Knox’s bitterness is an expression of the anger in the camp. When the cannons are quiet, the silence resounds with confusion, with terror, with rage, but most of all with the question ‘Why?’ As we sit around a small fire every night, the question rages in every mind. ‘Why the mutiny? Haven’t we brought the glory of civilization to this land of superstition?’ These thoughts simmer as we deal with hunger, heat and rain.

But soon these questions will be forgotten. The winners will annihilate the other side. Already I see the madness in the eyes as rumours reach us from other places – Cawnpur, Jhansi, Lucknow. Madness will soon be let loose.

I often feel that the answers that elude me today were within my grasp a short while ago.

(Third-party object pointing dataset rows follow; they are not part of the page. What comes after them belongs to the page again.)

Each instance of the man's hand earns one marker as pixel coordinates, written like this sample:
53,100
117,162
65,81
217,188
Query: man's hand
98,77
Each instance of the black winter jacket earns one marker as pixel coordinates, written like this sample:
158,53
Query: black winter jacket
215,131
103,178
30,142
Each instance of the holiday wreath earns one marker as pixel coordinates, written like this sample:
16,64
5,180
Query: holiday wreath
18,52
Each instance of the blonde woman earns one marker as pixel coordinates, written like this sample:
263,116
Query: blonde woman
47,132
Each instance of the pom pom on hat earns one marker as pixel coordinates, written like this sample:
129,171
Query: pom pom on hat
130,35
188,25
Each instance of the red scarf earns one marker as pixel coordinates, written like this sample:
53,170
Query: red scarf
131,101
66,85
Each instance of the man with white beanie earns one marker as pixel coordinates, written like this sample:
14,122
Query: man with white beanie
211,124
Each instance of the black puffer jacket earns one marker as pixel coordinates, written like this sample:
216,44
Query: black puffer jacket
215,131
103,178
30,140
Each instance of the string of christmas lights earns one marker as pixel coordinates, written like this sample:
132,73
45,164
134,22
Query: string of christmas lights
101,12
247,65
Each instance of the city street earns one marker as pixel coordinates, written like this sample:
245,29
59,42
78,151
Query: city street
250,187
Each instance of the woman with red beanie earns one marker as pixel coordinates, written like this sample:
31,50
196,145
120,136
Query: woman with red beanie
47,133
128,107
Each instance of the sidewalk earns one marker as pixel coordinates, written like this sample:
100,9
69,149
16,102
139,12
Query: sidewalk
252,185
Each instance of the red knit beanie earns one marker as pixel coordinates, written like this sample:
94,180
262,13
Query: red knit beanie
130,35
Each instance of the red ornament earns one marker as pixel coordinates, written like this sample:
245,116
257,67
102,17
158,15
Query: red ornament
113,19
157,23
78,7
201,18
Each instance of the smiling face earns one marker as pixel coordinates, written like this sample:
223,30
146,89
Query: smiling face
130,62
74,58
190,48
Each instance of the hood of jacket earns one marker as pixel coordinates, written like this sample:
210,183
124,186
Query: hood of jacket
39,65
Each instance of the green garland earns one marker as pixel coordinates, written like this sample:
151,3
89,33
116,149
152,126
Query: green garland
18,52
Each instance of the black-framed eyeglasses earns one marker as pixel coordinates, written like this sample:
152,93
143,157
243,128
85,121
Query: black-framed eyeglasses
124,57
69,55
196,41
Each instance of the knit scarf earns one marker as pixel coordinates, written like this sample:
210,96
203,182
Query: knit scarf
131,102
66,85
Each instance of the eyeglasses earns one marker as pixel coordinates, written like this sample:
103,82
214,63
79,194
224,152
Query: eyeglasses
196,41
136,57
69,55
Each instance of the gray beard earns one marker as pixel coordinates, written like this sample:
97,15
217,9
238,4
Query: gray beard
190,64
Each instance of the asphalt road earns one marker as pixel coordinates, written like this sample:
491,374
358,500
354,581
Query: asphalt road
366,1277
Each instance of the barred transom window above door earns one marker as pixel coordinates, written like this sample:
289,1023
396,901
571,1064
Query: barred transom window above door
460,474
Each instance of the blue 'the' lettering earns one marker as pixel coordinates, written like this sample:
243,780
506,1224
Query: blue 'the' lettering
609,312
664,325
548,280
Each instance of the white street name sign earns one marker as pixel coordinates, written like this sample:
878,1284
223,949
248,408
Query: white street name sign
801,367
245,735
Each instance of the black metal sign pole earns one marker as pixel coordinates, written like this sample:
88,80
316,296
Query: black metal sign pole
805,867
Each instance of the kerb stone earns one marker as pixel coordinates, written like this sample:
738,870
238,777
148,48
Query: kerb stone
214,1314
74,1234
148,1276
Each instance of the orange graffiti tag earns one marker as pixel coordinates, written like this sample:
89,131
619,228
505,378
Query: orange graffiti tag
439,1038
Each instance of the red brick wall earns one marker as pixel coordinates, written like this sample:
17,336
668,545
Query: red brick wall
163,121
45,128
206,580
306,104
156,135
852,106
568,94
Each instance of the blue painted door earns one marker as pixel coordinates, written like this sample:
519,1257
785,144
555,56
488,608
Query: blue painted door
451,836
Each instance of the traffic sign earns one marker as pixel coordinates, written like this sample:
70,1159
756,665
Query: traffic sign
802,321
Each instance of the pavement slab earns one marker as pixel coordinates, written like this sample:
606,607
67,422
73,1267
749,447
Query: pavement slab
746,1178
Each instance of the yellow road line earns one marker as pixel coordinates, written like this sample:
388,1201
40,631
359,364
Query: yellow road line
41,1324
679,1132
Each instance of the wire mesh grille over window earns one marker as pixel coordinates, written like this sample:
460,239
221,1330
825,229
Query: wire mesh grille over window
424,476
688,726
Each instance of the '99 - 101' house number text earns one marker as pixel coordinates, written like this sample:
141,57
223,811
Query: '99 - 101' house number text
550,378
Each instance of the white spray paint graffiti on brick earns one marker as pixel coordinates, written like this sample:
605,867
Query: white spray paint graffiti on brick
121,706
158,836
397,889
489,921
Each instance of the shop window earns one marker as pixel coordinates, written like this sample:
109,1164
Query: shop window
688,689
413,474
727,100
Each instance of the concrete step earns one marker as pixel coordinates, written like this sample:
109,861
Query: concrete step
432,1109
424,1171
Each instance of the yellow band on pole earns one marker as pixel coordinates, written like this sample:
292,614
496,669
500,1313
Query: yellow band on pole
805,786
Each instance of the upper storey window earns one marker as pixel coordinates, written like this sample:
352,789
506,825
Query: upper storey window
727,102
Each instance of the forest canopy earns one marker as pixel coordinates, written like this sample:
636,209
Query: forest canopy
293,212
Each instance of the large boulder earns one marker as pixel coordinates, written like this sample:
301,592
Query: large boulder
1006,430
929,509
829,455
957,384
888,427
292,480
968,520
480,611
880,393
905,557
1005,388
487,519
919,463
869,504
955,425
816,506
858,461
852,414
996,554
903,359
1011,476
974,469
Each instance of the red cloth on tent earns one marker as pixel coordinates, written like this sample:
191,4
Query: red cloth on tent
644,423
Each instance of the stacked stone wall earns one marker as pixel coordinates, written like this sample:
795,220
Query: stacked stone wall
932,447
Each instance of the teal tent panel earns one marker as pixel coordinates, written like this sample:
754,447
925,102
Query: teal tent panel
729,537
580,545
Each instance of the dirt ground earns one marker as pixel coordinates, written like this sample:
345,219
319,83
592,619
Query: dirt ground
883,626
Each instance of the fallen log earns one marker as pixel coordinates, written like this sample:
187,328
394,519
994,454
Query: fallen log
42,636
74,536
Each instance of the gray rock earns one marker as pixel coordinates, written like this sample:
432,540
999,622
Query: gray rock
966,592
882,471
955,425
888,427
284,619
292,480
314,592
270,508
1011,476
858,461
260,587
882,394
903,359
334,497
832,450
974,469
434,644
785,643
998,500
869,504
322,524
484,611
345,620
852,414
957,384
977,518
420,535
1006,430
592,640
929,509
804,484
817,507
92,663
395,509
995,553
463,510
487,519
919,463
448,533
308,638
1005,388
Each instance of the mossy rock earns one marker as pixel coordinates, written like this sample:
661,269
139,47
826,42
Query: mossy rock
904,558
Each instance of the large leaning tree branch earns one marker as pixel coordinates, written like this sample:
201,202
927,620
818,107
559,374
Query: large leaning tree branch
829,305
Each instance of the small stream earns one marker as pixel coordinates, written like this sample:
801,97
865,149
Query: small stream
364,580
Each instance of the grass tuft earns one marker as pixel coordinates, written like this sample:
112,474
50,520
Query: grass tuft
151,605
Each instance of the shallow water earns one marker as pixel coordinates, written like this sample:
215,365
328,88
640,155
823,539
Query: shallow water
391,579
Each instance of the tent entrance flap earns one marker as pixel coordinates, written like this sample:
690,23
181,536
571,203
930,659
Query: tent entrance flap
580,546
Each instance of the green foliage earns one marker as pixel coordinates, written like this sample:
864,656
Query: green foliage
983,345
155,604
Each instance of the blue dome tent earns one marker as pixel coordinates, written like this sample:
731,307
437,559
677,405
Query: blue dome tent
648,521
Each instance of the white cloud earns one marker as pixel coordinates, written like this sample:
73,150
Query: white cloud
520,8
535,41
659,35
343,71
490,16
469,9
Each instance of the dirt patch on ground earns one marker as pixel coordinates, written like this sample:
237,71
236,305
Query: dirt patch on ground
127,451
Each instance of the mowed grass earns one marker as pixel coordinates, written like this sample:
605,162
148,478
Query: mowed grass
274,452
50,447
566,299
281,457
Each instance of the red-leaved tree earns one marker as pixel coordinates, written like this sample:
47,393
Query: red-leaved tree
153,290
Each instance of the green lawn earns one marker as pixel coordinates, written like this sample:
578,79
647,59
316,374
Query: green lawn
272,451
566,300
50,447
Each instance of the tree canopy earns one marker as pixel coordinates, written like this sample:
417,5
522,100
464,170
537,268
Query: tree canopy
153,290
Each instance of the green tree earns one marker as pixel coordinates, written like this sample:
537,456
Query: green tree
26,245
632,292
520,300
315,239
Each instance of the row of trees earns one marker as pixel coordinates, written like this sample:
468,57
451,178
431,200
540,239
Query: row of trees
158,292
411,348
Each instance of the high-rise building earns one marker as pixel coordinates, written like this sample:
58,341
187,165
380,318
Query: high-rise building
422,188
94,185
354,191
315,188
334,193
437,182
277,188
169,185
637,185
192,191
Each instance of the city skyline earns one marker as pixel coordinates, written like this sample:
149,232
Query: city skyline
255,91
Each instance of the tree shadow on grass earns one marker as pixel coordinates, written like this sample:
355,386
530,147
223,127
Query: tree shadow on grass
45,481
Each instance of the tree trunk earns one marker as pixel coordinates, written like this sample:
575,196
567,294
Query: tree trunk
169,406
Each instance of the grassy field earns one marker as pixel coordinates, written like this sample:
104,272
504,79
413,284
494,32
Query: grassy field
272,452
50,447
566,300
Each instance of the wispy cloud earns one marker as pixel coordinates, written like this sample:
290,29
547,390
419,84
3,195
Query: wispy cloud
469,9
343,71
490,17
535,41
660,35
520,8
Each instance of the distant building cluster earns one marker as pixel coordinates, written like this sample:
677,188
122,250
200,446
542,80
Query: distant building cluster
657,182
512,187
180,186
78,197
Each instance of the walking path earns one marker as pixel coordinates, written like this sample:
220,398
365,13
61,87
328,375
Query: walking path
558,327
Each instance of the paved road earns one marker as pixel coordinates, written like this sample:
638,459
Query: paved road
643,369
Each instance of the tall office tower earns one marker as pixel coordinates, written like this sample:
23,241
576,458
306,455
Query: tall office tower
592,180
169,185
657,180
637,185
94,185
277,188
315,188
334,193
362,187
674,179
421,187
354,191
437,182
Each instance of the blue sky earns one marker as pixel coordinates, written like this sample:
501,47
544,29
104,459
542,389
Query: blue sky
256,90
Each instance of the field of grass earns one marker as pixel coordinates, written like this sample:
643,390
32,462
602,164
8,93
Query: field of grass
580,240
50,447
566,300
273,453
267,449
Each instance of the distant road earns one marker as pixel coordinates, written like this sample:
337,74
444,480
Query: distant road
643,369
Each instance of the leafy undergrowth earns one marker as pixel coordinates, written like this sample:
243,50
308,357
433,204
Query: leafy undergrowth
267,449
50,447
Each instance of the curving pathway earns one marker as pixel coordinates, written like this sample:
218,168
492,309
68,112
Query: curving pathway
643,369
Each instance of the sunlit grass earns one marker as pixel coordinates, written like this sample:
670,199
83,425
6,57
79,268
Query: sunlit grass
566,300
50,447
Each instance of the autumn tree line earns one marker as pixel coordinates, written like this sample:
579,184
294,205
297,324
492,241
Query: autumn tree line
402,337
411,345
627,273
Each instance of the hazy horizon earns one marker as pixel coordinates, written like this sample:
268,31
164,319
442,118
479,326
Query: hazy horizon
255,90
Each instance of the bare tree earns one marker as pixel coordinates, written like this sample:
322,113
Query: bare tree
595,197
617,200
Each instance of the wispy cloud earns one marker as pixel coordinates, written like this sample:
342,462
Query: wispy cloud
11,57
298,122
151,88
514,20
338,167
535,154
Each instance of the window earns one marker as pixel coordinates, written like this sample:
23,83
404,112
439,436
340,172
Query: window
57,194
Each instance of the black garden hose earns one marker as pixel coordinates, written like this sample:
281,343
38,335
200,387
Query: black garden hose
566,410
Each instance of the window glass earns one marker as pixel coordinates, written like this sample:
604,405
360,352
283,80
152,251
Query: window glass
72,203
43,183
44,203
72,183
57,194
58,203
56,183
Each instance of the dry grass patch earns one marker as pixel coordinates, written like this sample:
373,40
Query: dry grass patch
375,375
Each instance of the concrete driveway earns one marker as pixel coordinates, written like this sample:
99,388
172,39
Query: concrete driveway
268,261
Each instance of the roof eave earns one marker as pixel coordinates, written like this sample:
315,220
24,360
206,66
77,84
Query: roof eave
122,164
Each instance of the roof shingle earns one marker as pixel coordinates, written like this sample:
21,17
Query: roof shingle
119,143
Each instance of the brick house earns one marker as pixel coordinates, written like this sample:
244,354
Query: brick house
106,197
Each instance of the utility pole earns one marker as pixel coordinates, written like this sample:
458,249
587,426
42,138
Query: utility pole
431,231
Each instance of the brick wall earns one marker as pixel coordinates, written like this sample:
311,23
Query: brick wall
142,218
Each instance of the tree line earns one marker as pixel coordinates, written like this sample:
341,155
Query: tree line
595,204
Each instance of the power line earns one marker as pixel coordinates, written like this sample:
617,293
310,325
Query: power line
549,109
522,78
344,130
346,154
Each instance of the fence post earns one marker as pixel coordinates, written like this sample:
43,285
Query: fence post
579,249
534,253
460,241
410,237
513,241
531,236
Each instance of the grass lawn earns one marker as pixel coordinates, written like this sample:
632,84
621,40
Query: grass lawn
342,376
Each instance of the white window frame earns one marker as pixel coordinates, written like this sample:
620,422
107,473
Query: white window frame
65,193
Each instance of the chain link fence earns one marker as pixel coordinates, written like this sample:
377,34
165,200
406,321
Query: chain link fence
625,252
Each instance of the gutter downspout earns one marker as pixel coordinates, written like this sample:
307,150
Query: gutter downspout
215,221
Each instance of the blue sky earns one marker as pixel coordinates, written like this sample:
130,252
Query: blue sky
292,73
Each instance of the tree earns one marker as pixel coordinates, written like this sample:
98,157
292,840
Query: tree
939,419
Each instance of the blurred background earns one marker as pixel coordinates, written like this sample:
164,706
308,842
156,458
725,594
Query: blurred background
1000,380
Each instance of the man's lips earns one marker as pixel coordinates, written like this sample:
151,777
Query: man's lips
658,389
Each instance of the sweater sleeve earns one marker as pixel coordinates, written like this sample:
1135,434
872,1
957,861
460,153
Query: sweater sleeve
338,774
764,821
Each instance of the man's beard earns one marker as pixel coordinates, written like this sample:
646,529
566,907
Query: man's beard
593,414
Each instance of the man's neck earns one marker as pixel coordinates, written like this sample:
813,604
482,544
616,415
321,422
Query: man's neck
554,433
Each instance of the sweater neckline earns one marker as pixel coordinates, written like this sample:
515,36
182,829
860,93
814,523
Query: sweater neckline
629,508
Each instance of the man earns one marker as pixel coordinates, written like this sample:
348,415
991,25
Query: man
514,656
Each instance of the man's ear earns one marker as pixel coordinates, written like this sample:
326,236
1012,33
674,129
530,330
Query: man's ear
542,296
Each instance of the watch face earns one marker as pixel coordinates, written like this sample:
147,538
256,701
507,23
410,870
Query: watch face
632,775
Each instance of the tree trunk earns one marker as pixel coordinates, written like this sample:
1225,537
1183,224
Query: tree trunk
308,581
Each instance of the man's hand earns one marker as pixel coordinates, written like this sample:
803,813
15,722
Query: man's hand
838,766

They are somewhere near, yet unreachable, like the time gone by.

I promise to look for them once I have found her again. For she, I feel, holds a part of it.

So every evening, I try to escape this madness by thinking about her, Princess Meera of Navgarh, a rebel soldier and my wife. It is the third year of our marriage. Three years of tenuous links and fragile understanding. It was only a matter of time before an explosion happened. And it happened that eventful week when Navgarh too burnt in the fire raging all across India. The news that the sepoys in Meerut had rebelled spurred both of us. Did I expect Meera to be a dutiful wife when all her beliefs, her convictions pulled her in the opposite direction? Was I surprised on knowing that she was in Delhi, amongst the rebels? Would she be surprised on knowing that I have followed her as an enemy… a British officer? And as I follow her, I stand here once again, after five years, outside the walls of the Red Fort in Delhi.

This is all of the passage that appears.